By SCOTT MERZBACH
For the Athol Daily News
ATHOL — A new publisher will oversee operations at the Athol Daily News and its sister papers in Massachusetts, the Daily Hampshire Gazette and Valley Advocate in Northampton, and The Recorder in Greenfield. Aaron Julien, president and CEO of Newspapers of New England Inc., the Athol Daily News’ parent company, on Monday announced that he would take over as publisher effective immediately, replacing Michael Rifanburg, who was reassigned to a vice president position within NNE.
Rifanburg was publisher for NNE’s Pioneer Valley newspapers: The Greenfield Recorder, the Daily Hampshire Gazette in Northampton, the Valley Advocate and the Athol Daily News. Julien will now assume direct supervision of those papers.
The action comes one week after employees at the Gazette and Advocate petitioned to form a union.
Of the change in leadership, Julien said, “I’m trying to create a sustainable business … I want to communicate better our goals, our hopes and why we believe in local journalism and newspapers — and that we’ve done everything we can to keep them local and independent.”
Rifanburg, publisher since March 2016, is being named vice president of the company’s third-party services group, where he will be in charge of commercial printing, digital services and other aspects of the company that generate revenue to support the newsroom budgets as a decline in print advertising revenue continues. He could not immediately be reached for comment Monday.
Julien, 56, of Amherst was publisher of the Gazette from 2006 to 2008.
During a series of visits to the three papers Monday, he said he intended to give them his full attention.

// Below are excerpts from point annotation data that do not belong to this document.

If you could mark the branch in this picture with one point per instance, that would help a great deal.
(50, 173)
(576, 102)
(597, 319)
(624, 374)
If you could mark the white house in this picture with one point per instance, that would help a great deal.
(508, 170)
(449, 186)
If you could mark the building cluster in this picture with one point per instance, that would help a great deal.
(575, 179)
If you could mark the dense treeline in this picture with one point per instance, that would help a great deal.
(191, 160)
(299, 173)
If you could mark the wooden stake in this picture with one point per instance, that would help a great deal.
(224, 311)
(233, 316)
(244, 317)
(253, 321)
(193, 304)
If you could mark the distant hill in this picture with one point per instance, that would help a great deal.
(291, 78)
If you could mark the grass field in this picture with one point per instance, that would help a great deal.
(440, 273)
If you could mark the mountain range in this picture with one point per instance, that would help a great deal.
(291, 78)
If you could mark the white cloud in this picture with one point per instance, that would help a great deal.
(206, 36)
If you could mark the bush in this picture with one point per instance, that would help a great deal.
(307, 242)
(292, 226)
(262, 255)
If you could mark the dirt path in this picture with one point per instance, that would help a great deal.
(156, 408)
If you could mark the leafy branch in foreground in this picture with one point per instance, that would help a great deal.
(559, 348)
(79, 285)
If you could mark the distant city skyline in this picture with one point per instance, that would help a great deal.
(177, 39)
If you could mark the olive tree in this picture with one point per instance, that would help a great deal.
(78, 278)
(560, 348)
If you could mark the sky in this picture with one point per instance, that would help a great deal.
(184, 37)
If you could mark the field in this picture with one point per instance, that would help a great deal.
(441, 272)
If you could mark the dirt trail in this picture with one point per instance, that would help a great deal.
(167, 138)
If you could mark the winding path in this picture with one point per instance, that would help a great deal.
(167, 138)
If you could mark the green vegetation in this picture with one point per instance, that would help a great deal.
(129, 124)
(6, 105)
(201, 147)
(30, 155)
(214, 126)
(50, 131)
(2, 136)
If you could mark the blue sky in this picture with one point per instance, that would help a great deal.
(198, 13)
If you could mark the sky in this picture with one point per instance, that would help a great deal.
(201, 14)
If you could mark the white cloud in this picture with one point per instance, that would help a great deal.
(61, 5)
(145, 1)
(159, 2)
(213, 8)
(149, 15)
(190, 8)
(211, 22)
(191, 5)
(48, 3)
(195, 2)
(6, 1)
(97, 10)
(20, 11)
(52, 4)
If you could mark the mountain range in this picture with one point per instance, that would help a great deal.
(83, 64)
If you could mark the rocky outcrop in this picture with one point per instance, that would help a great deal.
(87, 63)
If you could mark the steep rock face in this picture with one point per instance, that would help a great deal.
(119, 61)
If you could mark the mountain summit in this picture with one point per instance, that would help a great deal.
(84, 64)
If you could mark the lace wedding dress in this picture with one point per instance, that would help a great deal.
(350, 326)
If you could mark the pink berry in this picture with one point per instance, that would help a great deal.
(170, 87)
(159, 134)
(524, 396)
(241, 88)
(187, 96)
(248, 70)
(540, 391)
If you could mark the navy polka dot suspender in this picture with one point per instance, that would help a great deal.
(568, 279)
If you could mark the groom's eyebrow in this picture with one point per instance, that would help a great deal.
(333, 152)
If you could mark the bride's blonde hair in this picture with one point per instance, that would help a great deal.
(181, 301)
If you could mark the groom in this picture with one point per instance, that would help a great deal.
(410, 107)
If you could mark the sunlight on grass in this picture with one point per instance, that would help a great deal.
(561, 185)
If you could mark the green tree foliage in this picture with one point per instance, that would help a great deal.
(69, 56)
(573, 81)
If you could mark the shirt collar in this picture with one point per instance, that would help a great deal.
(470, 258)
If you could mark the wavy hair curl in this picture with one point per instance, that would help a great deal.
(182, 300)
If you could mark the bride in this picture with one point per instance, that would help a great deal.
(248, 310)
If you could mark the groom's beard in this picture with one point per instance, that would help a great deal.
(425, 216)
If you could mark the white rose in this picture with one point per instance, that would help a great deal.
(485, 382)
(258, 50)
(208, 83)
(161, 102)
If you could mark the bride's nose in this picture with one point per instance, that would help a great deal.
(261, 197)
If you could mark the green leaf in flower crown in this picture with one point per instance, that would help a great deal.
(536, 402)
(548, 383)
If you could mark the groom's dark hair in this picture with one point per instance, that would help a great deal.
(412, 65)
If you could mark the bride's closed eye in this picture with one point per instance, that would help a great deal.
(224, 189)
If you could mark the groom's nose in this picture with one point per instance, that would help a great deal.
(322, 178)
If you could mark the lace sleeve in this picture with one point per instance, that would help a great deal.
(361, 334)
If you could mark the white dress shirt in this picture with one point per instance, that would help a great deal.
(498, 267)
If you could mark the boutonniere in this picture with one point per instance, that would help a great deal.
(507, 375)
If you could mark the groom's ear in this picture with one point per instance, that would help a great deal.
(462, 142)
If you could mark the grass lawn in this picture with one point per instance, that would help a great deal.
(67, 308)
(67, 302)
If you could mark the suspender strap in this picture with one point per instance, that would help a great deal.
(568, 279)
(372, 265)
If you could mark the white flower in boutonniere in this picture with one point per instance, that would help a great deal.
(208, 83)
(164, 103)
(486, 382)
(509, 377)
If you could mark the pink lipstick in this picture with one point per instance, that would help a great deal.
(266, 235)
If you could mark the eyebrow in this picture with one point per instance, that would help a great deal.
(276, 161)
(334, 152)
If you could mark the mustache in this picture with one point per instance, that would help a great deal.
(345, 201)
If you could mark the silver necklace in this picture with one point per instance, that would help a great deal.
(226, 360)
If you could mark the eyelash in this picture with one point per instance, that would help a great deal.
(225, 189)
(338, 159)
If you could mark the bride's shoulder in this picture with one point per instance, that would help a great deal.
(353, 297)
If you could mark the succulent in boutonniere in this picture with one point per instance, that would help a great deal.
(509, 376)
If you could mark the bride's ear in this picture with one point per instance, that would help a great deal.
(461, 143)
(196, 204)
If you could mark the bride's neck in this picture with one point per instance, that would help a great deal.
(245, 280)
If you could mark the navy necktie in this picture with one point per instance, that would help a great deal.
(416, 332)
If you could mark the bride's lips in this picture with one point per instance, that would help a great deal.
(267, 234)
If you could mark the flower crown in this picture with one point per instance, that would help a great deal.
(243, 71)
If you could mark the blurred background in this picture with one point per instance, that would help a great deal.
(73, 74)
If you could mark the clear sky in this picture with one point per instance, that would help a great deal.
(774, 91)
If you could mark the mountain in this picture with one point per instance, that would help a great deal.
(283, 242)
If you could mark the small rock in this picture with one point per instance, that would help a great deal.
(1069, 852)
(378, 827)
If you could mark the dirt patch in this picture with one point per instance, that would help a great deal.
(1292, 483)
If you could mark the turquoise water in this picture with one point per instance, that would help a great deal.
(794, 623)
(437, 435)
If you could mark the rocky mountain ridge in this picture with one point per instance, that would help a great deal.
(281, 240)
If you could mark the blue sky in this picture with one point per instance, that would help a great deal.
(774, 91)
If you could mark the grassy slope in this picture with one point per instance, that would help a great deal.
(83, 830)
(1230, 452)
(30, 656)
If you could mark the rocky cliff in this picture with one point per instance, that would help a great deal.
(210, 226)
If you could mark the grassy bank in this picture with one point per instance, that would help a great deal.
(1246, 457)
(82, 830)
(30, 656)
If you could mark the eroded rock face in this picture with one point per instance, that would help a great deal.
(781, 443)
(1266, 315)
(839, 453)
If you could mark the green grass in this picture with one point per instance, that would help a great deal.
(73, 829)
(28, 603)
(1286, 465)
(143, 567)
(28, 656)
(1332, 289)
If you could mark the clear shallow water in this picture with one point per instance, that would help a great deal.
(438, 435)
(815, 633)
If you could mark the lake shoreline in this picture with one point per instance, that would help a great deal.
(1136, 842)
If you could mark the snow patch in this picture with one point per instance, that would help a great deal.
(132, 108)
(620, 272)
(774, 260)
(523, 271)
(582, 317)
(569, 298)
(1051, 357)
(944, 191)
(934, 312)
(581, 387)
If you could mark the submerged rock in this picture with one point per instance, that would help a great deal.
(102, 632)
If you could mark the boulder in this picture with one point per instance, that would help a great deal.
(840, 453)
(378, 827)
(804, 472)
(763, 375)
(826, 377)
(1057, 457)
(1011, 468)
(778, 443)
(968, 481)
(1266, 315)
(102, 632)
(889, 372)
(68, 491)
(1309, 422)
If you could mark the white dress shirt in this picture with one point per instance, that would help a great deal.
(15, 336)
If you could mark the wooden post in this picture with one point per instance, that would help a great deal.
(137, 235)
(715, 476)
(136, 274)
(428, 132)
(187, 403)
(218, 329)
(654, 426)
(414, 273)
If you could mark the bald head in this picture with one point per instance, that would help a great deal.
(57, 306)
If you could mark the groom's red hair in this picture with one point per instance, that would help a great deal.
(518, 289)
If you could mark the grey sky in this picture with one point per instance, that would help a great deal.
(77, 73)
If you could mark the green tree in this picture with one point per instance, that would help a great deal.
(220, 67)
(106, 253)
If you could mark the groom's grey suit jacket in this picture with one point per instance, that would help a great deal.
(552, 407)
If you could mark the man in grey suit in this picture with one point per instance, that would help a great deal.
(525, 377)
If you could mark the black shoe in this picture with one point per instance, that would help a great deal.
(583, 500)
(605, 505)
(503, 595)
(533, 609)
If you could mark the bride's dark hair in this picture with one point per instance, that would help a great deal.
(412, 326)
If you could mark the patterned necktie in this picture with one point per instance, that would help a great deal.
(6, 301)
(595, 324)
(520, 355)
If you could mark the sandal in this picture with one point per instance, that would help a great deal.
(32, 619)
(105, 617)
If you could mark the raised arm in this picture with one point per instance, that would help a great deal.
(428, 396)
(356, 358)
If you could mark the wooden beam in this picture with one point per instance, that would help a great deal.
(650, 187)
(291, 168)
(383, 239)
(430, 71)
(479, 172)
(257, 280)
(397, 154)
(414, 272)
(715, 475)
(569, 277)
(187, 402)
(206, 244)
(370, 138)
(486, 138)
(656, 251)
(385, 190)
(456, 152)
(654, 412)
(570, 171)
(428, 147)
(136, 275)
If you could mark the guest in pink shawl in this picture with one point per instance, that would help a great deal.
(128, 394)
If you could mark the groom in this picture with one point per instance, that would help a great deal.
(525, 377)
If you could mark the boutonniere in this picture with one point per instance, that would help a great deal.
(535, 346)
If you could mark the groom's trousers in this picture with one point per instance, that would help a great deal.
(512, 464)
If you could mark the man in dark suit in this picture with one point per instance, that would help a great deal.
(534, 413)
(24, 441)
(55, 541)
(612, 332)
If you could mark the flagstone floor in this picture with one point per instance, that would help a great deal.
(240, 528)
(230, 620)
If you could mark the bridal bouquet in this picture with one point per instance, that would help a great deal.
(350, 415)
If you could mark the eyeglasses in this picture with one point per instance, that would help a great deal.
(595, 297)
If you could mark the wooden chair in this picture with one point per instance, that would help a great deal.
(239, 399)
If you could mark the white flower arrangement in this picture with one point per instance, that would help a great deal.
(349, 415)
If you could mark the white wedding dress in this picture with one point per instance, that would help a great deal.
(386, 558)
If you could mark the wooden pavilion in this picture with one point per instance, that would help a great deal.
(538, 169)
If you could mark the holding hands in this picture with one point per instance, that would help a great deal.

Last week, Gazette employees announced a campaign to form a union, citing a desire for a greater say in company decisions. Julien said he is not yet prepared to address the petition, filed Nov. 12, but that it is the “elephant in the room.”
“The petition made clear everyone needs a better understanding of what we’re doing, the challenges we face and how we meet our goals,” Julien said. “It would be disingenuous to not acknowledge the timing of this change and its relationship to the filing of the petition.”
“This change is, in part, recognition I need to be involved now — and here,” Julien told the Gazette staff. “It’s clear I need to be involved in all these issues; that’s something I’m hearing loud and clear, and I feel this is the best way to do it.”
The unionizing effort in Northampton does not extend to the Recorder, although a group of Recorder employees did write Julien a letter outlining concerns they had, some of which he discussed during a staff meeting Monday in Greenfield.
NNE is a family-owned, independent newspaper group that also owns papers in Peterborough, Concord and Lebanon, New Hampshire.